Hugging Face is a hosting platform; it also has an IP takedown process (DMCA-style), so you should publish only what you have the right to distribute. (Hugging Face)
For academic citation stability, Hugging Face supports minting a DOI for dataset repos. (Hugging Face)
If you upload the clipped videos
You may be subject to removal/takedown and other issues if the content is infringing.
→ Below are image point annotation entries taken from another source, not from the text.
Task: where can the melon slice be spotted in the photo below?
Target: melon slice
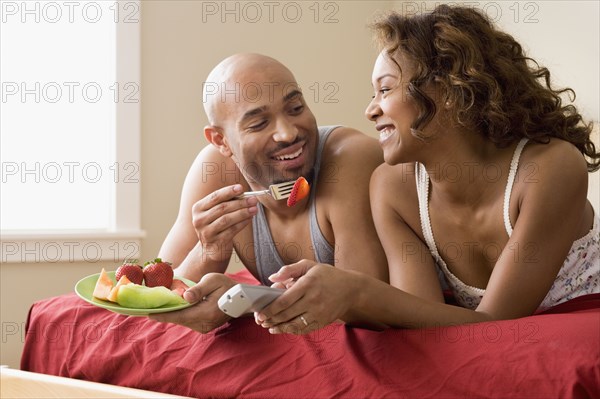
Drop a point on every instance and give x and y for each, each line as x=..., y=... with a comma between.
x=179, y=287
x=113, y=293
x=103, y=286
x=142, y=297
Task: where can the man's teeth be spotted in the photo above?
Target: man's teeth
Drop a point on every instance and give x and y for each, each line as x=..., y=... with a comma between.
x=289, y=156
x=385, y=133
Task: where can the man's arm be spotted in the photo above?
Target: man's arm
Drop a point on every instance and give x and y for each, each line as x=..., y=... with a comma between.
x=209, y=173
x=350, y=158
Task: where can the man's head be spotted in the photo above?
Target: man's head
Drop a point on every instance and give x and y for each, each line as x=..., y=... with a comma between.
x=257, y=116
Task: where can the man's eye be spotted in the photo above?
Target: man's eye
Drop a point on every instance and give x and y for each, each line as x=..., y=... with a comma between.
x=297, y=109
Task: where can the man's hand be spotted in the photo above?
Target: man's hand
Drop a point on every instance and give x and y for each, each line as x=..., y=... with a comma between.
x=204, y=316
x=318, y=295
x=218, y=217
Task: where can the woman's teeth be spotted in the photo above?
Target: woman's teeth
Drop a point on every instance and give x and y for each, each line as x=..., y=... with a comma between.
x=290, y=156
x=385, y=133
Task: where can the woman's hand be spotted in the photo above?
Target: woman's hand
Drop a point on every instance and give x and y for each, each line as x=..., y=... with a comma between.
x=317, y=295
x=205, y=315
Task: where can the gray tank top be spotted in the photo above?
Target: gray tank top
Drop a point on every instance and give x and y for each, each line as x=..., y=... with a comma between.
x=268, y=260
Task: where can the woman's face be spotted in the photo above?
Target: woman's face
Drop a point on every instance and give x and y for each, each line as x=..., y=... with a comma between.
x=393, y=111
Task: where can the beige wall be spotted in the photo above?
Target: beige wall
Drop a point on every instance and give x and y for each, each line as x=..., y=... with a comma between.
x=179, y=49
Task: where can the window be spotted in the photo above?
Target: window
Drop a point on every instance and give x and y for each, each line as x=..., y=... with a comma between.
x=70, y=130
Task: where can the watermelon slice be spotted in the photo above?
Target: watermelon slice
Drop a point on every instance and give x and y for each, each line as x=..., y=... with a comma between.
x=299, y=191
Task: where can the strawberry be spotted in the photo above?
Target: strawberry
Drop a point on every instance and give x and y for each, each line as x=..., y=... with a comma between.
x=132, y=270
x=299, y=191
x=157, y=273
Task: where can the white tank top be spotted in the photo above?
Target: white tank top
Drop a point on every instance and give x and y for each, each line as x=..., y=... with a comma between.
x=579, y=274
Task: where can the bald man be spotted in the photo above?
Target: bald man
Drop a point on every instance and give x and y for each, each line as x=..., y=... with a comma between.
x=261, y=132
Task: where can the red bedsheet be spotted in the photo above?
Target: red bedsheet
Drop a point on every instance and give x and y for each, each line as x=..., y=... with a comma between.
x=555, y=354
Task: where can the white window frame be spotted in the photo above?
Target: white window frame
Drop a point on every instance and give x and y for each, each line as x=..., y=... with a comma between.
x=123, y=239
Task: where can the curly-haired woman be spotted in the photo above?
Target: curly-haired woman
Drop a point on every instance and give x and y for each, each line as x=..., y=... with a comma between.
x=483, y=191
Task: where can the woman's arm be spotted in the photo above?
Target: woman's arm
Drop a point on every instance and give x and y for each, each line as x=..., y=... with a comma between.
x=550, y=210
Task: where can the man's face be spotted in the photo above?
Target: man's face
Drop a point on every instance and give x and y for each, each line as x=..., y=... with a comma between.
x=271, y=132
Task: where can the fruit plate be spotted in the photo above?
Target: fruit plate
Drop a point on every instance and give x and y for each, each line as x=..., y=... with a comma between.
x=85, y=287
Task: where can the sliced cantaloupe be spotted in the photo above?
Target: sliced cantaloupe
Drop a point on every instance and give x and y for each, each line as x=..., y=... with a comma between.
x=113, y=293
x=103, y=286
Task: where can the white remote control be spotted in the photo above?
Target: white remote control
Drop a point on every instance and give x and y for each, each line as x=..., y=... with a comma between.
x=244, y=298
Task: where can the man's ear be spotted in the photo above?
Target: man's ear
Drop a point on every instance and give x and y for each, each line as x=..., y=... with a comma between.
x=218, y=139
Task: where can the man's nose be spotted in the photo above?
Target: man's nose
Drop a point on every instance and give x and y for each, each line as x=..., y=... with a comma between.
x=286, y=132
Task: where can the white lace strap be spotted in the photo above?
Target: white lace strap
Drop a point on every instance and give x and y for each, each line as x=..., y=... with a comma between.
x=514, y=164
x=422, y=180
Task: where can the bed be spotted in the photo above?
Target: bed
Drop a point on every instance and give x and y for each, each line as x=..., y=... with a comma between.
x=553, y=354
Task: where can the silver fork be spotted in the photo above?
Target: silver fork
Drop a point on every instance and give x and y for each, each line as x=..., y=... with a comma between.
x=277, y=191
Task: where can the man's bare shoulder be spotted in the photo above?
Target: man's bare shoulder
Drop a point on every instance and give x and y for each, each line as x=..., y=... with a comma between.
x=345, y=142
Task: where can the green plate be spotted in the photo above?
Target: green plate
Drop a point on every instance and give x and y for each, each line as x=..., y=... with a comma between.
x=85, y=287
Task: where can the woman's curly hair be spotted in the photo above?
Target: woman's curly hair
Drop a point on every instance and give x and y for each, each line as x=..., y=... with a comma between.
x=493, y=87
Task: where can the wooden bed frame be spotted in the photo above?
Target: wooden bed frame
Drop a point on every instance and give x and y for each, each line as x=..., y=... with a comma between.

Hugging Face explicitly provides a process for reporting IP infringement and can remove content. (Hugging Face)
Does a “request form” / gated access make uploading clips OK?
No—gating is not a legal shield.
What gating does:
- Hugging Face “gated datasets” require users to request access and share contact info; you can add extra fields (a “form”). (Hugging Face)
What gating does not do:
- It does not grant you redistribution rights for copyrighted clips.
- If the clips infringe copyright or violate platform terms, the dataset can still be taken down. (Hugging Face)
Operational pitfall:
- Access requests are designed to be handled via browser workflow (not ideal for fully automated access). (Hugging Face Forums)
Background: Why “download + reupload clips” is the risky part
Even if your intent is academic:
- YouTube’s Terms limit downloading and redistribution except as explicitly authorized. (YouTube)
- YouTube’s API policies also explicitly prohibit downloading/caching/storing copies of YouTube audiovisual content without prior written approval. (Google for Developers)
Separately, copyright law (fair use / quotation / research exceptions) varies by country and is fact-specific; but even if a legal exception might apply in some contexts, that doesn’t automatically make public redistribution of clips (hosting a clip archive) safe.
A practical, low-risk plan for your dataset (what to publish)
1) Publish a “pointer dataset” (public on Hugging Face)
Upload only:
clip_id
youtube_video_id and/or youtube_url
start_sec, end_sec, duration_sec
channel_id, channel_title (publisher)
serial_name
- emotion labels (and annotation metadata: label set, guidelines version, annotator count, agreement if you have it)
collected_at, and optionally last_checked_at + availability_status
This aligns with common precedents (AudioSet, Kinetics). (research.google.com)
2) In your dataset card, say explicitly
- You do not redistribute video/audio; you release IDs/URLs + timestamps + annotations.
- Videos may disappear over time (link rot), and you version the dataset accordingly (Kinetics explicitly notes this ecosystem reality). (arXiv)
- Provide a simple takedown/removal contact (even for pointer datasets, some creators may object).
3) If you want controlled access, gate only the annotations/features (optional)
Use gated datasets if you need:
- tracking access for ethics reasons, or
- requiring users to agree to conditions (e.g., “no surveillance use”)
Mechanically, HF supports gated datasets + custom fields. (Hugging Face)
But keep the dataset media-free.
4) Add a DOI for paper citation
Generate a DOI on the HF repo so the paper can cite a stable identifier. (Hugging Face)
When could you publish the clips themselves?
Only when you can show a clear redistribution basis, e.g.:
- you filmed/own the videos; or
- you have written permission; or
- the videos are genuinely under a license permitting reuse (YouTube’s CC BY option exists, but you still need confidence the uploader had the rights to apply it). (Google Help)
One-page decision rule
- Want to share publicly in a paper link? Publish manifest + labels, not clips. (YouTube)
- Want a request form? Use HF gated datasets for annotations/features; it’s access control, not permission. (Hugging Face)
- Want to host the video clips? Assume “no” unless you can document redistribution rights.